One obvious area to explore is sustainability and ‘green cities’. Although swelling populations and megacities might conjure up Blade Runner-type visions of polluted cityscapes, studies covering four continents have shown that city dwellers have smaller carbon footprints than their countries’ national averages. Compact living with denser housing, greater use of public transport and more effective infrastructure can give cities an edge when it comes to sustainability.

“Some cities have thought inventively about sustainability. Conventionally, people might think in silos that separate out transport policy from economics, from health policy. In reality you can only understand those things happening simultaneously in a place. When considering transport systems you need to think about how health systems work. If you want more people to walk than to drive, you need to think about the design of cities as well as about what people are eating and how they’re living their lives. All of these things interact.”

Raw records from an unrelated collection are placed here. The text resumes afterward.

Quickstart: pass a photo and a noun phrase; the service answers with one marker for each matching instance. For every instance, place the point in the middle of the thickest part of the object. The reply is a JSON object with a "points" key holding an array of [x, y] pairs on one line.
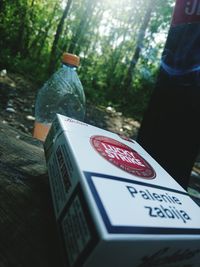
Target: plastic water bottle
{"points": [[63, 93]]}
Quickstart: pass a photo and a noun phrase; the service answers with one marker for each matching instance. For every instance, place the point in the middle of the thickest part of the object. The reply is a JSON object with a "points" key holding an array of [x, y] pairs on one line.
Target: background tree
{"points": [[119, 43]]}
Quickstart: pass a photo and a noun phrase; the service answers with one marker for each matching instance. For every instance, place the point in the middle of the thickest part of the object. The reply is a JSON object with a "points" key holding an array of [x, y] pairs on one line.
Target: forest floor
{"points": [[17, 98]]}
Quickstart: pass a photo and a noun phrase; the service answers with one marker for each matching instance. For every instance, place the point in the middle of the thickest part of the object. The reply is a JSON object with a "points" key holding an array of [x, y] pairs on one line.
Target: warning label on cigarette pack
{"points": [[135, 207]]}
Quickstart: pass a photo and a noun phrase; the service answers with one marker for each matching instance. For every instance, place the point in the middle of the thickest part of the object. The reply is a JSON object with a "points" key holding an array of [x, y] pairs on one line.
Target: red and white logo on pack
{"points": [[122, 156]]}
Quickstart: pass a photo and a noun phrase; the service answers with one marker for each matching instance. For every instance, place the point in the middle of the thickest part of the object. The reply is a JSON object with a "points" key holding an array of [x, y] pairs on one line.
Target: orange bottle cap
{"points": [[70, 59]]}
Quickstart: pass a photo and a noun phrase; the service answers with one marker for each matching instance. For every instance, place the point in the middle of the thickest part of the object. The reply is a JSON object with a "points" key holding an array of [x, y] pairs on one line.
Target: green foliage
{"points": [[104, 33]]}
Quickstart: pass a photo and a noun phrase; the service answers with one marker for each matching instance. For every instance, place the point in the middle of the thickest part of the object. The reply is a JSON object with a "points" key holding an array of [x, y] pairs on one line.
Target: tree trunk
{"points": [[57, 36], [139, 43]]}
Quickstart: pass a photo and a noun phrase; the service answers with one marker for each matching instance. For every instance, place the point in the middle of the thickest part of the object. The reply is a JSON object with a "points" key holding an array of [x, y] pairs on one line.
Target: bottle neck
{"points": [[65, 65]]}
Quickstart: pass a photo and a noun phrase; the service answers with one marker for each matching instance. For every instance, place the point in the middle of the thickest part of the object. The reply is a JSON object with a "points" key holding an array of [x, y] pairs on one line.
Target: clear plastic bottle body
{"points": [[62, 93]]}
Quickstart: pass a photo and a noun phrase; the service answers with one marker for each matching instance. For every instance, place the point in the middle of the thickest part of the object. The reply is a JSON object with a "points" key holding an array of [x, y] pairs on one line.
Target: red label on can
{"points": [[186, 11], [122, 156]]}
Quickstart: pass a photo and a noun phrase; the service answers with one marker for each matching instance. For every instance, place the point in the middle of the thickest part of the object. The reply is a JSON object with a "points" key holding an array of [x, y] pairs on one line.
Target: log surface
{"points": [[28, 234]]}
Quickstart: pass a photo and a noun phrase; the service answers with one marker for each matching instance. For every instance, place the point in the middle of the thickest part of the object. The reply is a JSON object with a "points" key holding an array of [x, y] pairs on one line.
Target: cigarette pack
{"points": [[114, 204]]}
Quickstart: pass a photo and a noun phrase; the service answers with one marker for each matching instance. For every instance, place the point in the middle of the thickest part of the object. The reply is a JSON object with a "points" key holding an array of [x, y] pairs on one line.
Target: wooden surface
{"points": [[28, 234]]}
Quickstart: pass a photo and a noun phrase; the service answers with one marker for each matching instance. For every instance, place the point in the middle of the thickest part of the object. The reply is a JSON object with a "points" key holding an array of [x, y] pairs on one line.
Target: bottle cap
{"points": [[70, 59]]}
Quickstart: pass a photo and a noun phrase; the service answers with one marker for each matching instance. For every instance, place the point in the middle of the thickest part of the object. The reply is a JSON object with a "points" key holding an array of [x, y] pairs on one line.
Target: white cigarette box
{"points": [[114, 204]]}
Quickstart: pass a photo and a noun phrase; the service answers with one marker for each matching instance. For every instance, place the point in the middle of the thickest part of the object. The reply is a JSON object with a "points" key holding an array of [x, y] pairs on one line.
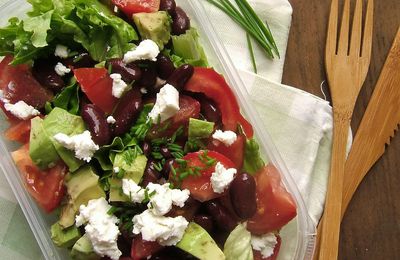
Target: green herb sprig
{"points": [[244, 15]]}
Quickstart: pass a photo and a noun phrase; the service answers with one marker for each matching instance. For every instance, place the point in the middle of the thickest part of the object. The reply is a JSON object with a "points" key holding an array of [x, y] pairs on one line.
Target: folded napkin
{"points": [[299, 123]]}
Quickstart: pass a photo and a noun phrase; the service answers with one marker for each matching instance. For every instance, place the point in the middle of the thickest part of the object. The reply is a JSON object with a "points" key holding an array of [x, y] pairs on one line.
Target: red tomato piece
{"points": [[275, 206], [234, 151], [141, 249], [257, 254], [19, 131], [130, 7], [46, 187], [97, 85], [200, 186], [214, 86]]}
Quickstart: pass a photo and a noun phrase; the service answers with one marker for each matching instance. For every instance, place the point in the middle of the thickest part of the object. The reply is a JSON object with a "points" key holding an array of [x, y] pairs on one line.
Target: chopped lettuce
{"points": [[75, 23], [238, 244], [252, 161]]}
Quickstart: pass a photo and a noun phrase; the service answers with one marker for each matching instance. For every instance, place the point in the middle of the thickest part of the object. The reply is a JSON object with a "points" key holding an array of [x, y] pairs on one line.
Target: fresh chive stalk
{"points": [[244, 15]]}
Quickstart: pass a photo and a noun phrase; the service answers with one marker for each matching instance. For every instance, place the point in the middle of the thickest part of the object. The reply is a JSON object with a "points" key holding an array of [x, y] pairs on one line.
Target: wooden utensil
{"points": [[346, 70]]}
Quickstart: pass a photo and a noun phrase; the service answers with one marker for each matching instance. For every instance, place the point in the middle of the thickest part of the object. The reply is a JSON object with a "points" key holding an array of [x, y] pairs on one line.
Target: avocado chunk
{"points": [[83, 250], [60, 121], [41, 149], [199, 243], [132, 168], [200, 128], [154, 26], [64, 237], [82, 186]]}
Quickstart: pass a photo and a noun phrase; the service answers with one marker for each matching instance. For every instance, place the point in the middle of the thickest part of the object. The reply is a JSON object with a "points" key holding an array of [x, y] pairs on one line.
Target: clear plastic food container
{"points": [[297, 236]]}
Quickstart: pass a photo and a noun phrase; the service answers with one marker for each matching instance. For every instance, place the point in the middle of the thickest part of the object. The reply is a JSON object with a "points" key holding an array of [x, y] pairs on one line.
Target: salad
{"points": [[132, 138]]}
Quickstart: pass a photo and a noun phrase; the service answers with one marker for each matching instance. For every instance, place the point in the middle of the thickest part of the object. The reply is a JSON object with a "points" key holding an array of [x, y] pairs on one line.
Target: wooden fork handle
{"points": [[333, 204]]}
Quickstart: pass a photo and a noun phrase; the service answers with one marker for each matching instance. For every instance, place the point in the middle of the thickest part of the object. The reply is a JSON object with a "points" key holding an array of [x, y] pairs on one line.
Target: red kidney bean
{"points": [[180, 22], [164, 66], [243, 195], [129, 72], [221, 216], [205, 221], [127, 110], [168, 5], [181, 76], [43, 71], [97, 124]]}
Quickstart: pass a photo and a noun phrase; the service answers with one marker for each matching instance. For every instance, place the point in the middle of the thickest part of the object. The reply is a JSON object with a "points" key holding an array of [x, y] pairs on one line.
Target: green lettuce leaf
{"points": [[252, 161], [238, 244]]}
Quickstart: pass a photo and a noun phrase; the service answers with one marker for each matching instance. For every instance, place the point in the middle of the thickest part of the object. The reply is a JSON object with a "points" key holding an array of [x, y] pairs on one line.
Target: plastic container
{"points": [[297, 236]]}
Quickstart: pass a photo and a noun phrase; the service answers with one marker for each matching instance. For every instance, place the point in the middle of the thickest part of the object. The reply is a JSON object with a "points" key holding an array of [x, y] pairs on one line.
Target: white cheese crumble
{"points": [[167, 104], [61, 51], [20, 109], [82, 144], [119, 86], [167, 231], [146, 50], [226, 137], [265, 244], [101, 228], [61, 70], [111, 120], [222, 177]]}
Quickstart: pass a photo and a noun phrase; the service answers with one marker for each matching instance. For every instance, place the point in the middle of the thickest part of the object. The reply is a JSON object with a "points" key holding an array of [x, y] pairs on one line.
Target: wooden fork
{"points": [[346, 66]]}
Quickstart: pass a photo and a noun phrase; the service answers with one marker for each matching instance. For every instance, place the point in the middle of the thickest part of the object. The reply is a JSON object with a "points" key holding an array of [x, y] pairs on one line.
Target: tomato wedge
{"points": [[46, 187], [275, 206], [214, 86], [97, 85], [200, 186], [130, 7]]}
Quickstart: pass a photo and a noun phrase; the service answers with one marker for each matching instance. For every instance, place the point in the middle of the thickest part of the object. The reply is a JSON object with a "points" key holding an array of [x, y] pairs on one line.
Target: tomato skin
{"points": [[234, 152], [257, 254], [97, 85], [130, 7], [141, 249], [200, 186], [214, 86], [275, 206], [46, 187]]}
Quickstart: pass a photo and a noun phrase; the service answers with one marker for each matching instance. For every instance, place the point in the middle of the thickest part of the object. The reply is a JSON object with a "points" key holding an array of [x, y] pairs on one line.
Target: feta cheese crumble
{"points": [[20, 109], [226, 137], [61, 51], [111, 120], [167, 231], [119, 86], [167, 104], [265, 244], [101, 229], [146, 50], [82, 144], [222, 177], [61, 70]]}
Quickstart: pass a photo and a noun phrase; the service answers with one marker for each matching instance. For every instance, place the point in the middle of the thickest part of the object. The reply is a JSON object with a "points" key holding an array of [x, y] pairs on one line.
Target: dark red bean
{"points": [[96, 123], [168, 5], [221, 216], [205, 221], [180, 22], [180, 76], [243, 195], [164, 66], [129, 72], [43, 71], [127, 110]]}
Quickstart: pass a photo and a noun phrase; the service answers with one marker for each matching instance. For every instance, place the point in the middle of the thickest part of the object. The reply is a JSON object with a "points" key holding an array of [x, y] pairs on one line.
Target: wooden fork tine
{"points": [[355, 40], [332, 28], [367, 40], [344, 29]]}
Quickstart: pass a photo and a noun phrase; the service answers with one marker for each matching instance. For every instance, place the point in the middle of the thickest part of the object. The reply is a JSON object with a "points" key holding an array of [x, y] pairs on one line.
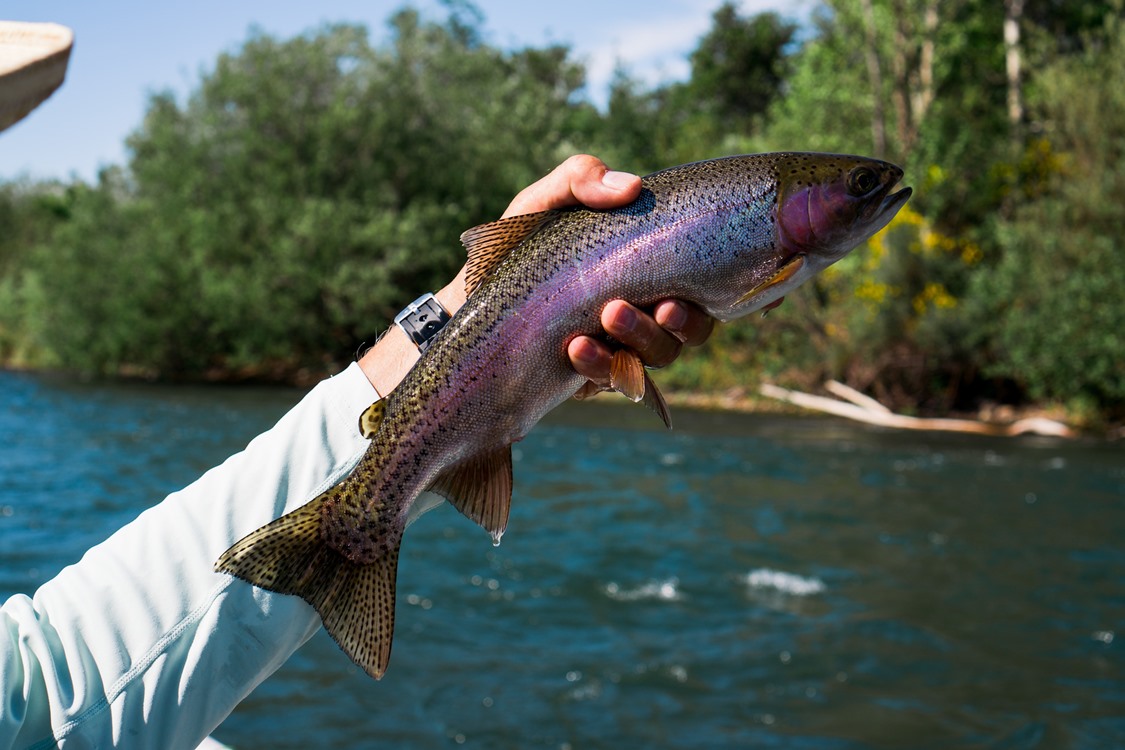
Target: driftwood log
{"points": [[862, 408]]}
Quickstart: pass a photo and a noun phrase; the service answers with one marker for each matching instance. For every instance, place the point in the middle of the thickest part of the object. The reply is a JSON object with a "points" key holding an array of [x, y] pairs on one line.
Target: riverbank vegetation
{"points": [[307, 188]]}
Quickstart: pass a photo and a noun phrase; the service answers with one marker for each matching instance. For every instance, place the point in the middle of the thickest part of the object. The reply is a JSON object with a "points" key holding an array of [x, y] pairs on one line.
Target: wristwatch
{"points": [[422, 319]]}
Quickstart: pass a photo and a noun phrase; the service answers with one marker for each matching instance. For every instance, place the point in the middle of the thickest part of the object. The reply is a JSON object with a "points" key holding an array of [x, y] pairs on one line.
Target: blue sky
{"points": [[125, 50]]}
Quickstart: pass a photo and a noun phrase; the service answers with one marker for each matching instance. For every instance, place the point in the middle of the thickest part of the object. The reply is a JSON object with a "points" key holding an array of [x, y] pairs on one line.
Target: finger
{"points": [[684, 321], [591, 359], [579, 180], [638, 331]]}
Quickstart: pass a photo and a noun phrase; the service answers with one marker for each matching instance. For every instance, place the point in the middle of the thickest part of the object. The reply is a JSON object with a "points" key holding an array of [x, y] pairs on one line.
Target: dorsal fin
{"points": [[491, 243], [371, 418], [482, 489]]}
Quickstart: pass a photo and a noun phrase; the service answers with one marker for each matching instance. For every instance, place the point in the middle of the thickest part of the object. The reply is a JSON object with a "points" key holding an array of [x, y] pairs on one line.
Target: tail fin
{"points": [[356, 602]]}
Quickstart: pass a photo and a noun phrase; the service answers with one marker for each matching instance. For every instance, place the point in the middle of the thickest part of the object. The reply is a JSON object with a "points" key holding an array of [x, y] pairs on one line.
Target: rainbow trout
{"points": [[731, 235]]}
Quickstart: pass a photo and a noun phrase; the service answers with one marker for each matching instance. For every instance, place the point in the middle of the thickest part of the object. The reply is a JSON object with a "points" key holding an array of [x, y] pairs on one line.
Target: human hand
{"points": [[657, 335]]}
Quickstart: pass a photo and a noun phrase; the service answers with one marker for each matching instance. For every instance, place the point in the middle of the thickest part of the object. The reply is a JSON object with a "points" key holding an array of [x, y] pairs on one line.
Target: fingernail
{"points": [[675, 318], [626, 318], [618, 180]]}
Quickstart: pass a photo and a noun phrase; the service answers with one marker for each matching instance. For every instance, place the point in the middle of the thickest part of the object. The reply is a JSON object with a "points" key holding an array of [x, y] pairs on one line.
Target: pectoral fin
{"points": [[629, 378], [782, 274], [491, 243], [480, 488]]}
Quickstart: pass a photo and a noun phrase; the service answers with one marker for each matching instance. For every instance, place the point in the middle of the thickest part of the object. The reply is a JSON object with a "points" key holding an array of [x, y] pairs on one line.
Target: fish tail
{"points": [[356, 601]]}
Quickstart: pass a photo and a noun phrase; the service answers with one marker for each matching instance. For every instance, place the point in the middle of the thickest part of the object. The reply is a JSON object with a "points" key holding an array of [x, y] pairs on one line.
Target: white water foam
{"points": [[664, 590], [784, 583]]}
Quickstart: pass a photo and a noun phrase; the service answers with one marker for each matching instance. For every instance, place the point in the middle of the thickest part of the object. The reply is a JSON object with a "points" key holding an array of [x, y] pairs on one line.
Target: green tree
{"points": [[1053, 298]]}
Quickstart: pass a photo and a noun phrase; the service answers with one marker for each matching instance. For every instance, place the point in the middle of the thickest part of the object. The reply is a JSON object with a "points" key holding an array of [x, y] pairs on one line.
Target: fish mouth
{"points": [[893, 201]]}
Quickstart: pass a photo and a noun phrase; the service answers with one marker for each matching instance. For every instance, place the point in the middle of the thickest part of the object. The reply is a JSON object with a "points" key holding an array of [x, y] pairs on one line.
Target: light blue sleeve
{"points": [[141, 643]]}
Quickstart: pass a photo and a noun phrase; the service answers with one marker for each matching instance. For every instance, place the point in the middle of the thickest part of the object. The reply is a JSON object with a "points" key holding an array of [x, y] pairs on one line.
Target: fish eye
{"points": [[862, 180]]}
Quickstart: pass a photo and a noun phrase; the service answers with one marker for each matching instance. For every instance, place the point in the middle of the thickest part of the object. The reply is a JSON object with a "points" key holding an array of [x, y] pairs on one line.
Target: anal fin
{"points": [[480, 488]]}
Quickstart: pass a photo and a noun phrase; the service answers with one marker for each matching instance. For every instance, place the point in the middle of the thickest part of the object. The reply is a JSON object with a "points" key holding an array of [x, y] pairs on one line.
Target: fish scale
{"points": [[729, 235]]}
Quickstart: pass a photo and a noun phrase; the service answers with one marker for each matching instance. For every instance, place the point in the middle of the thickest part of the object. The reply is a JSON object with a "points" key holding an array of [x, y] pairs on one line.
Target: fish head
{"points": [[827, 205]]}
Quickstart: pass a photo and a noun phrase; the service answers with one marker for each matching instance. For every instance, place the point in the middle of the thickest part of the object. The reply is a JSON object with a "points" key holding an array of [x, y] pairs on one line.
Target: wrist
{"points": [[386, 363]]}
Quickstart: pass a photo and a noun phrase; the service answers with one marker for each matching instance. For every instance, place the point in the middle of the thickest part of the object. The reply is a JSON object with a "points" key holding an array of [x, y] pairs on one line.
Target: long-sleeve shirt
{"points": [[141, 643]]}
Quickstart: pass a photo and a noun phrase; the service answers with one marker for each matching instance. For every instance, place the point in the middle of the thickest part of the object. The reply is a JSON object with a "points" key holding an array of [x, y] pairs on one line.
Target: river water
{"points": [[741, 581]]}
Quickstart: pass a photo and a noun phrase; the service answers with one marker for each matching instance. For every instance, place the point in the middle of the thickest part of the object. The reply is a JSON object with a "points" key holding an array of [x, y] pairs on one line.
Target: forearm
{"points": [[386, 363], [141, 642]]}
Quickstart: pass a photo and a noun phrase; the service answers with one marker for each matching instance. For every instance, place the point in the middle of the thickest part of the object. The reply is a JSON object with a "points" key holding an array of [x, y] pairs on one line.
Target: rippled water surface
{"points": [[743, 581]]}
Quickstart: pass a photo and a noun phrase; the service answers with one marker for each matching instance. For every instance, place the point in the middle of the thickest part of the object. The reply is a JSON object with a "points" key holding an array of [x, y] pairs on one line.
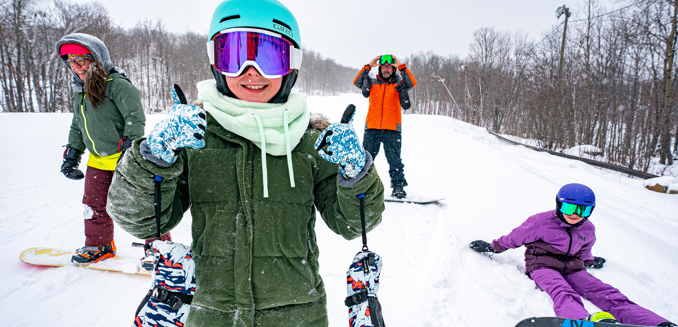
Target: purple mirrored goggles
{"points": [[232, 50]]}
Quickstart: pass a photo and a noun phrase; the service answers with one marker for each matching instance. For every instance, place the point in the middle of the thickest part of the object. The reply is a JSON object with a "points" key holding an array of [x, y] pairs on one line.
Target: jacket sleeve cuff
{"points": [[343, 181], [498, 248], [146, 154]]}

With the help of Urban Transformations research we have gained a better understanding of why some interventions work and others don’t – and why some cities progress when others struggle.

“In the UK, although the rank order by size of the largest cities have remained pretty much the same, at a medium and smaller scale you see a significant difference between those cities that have turned their fortunes around over the last 20-30 years and those that haven’t. Some that have gone through forms of restructuring, others that have grown very rapidly, and some that have shrunk,” says Professor Keith.

But in all the focus on city economy we need to keep a focus on the people who actually live there, he emphasises. “One of the main challenges is to explore how cities succeed, finding the optimal mix of factors for economic development. But linked to that there are also other issues that are equally important to the social sciences – issues of social justice, of inclusion of people across the whole of the city, or the exclusion of some at the cost of others.”